In my opinion, Impact Investment will be most effective within a partnership framework embracing public, private and philanthropic actors; which treats financial returns as a cost of capital and passes reduced transaction costs and lower fees onto deserving consumers through more affordable, flexible and better structured financial services and products. This foray into Impact Investments will be successful for JP Morgan but more importantly, thanks to the JP Morgan plough, the field is now ready for planting by a more diverse range of new and previously fringe players.
It may be a long way off to imagine a confederation of ethical, alternative and social finance institutions which has the scale, geographic reach and range of sophisticated products of big finance – but that doesn’t mean it won’t happen. There are an ever increasing number of innovative banking services, investment products and financial instruments being developed by non-mainstream organisations. At some point the mainstream institutions will inevitably conclude that this is a threat to their established market share.

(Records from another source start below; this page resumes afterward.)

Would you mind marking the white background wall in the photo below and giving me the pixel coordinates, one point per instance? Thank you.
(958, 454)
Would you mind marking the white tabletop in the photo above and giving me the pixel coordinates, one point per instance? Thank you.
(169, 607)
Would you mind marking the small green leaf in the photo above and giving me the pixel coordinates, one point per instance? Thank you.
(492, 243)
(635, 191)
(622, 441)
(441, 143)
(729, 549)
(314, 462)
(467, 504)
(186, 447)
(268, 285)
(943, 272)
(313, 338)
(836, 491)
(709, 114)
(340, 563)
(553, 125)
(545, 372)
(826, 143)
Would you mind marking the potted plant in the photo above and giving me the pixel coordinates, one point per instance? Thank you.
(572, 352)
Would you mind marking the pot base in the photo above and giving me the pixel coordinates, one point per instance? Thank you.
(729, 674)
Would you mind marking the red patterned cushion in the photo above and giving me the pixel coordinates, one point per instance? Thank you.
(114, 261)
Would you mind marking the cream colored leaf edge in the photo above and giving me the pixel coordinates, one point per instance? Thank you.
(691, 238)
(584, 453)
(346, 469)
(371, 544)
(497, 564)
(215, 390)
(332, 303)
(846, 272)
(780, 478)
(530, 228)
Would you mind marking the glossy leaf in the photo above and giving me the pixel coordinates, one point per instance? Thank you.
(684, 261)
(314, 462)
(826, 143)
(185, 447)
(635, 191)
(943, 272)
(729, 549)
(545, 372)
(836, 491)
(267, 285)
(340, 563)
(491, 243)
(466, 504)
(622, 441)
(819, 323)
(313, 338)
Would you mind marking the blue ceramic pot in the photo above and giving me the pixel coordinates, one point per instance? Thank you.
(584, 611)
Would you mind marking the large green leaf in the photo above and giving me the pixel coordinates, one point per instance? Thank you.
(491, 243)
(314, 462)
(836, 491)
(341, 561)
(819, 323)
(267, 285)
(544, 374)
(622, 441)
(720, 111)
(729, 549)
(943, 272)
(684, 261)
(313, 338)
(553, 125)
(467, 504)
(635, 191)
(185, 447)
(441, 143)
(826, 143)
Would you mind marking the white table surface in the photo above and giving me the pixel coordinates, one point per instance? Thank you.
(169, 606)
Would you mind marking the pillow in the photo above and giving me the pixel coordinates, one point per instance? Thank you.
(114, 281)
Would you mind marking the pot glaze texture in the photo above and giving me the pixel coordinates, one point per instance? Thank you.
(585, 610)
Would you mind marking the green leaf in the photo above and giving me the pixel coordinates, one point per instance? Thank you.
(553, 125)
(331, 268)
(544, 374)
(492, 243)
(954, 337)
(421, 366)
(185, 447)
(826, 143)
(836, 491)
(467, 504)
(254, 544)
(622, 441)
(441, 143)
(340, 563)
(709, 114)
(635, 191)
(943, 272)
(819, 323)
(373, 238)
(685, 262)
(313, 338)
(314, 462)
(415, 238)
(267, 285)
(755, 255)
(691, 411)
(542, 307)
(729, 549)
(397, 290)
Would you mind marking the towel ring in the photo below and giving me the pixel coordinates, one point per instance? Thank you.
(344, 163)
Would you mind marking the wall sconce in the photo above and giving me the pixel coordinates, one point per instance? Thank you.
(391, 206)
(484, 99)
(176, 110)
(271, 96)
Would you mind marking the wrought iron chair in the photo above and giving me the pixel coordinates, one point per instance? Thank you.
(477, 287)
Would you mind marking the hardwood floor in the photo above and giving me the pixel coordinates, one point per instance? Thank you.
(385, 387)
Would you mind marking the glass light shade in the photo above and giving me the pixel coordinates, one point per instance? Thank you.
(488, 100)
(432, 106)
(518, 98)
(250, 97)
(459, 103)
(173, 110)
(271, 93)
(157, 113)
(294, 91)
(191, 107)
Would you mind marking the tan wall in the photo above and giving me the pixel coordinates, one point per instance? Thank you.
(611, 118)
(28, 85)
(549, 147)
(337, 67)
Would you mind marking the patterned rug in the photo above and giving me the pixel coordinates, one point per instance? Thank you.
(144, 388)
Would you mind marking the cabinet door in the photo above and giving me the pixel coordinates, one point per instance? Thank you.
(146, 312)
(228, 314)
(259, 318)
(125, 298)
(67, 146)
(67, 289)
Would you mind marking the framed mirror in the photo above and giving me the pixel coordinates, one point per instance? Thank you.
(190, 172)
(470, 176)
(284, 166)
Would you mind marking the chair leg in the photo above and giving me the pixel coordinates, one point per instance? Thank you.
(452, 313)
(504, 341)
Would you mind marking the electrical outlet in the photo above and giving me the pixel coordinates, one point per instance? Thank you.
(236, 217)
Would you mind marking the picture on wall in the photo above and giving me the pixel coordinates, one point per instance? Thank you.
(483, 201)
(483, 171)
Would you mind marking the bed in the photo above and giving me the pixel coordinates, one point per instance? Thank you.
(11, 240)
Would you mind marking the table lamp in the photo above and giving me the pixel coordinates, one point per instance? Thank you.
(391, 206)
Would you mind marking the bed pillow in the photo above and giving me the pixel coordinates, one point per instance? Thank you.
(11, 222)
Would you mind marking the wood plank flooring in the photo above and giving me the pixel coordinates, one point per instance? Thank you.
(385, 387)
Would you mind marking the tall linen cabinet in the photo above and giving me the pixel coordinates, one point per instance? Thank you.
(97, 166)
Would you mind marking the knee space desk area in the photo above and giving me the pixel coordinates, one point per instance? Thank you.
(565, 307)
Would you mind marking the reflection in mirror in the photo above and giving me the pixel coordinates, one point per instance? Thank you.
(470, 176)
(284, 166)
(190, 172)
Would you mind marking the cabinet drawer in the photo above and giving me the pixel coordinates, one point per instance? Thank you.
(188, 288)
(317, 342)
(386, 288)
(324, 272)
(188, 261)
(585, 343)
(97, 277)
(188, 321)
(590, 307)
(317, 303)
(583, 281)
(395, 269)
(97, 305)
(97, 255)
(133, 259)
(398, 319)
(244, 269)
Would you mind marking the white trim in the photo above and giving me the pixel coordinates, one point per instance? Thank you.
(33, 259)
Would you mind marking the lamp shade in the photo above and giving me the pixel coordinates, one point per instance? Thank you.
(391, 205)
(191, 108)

The cartel-like model of big finance, demonstrated by the universal reluctance of banks to agree global remuneration practices consistent with other industries, may yet be destabilised. It is unlikely that this will happen through more aggressive regulation and government intervention, but rather in response to leftfield competition, such as a credible and viable alternative to commercial big finance.
Imagine for moment a scenario in which a confederation of ethical, alternative and social finance entities organise themselves with the scale, geographic reach and range of sophisticated products of big finance, with a combined balance sheet of similar magnitude to some of the big banks. Imagine that this confederation has a mandate to focus on blended returns, prioritising social outcomes and treating investment returns as a cost of capital. Imagine that it operates according to a non-profit model and therefore can offer capital on softer terms with reduced finance charges, fees and transaction costs, and pass these savings on to eligible customers. Imagine what will happen when customers are confronted with a cheaper and more attractive alternative to mainstream finance.
Is it naive to imagine in this theoretical scenario that the consequence of competition will force commercial finance institutions to lower the prices of financial services and products in order to remain competitive? In market segments where there is competition from sophisticated and innovative non-profits, they would end up chasing a downward price curve thereby reducing the scope for exorbitant profits and, shortly after that, the scope for excessive remuneration.
Oops, have I let the cat out of the bag? Finance has suddenly got much more interesting.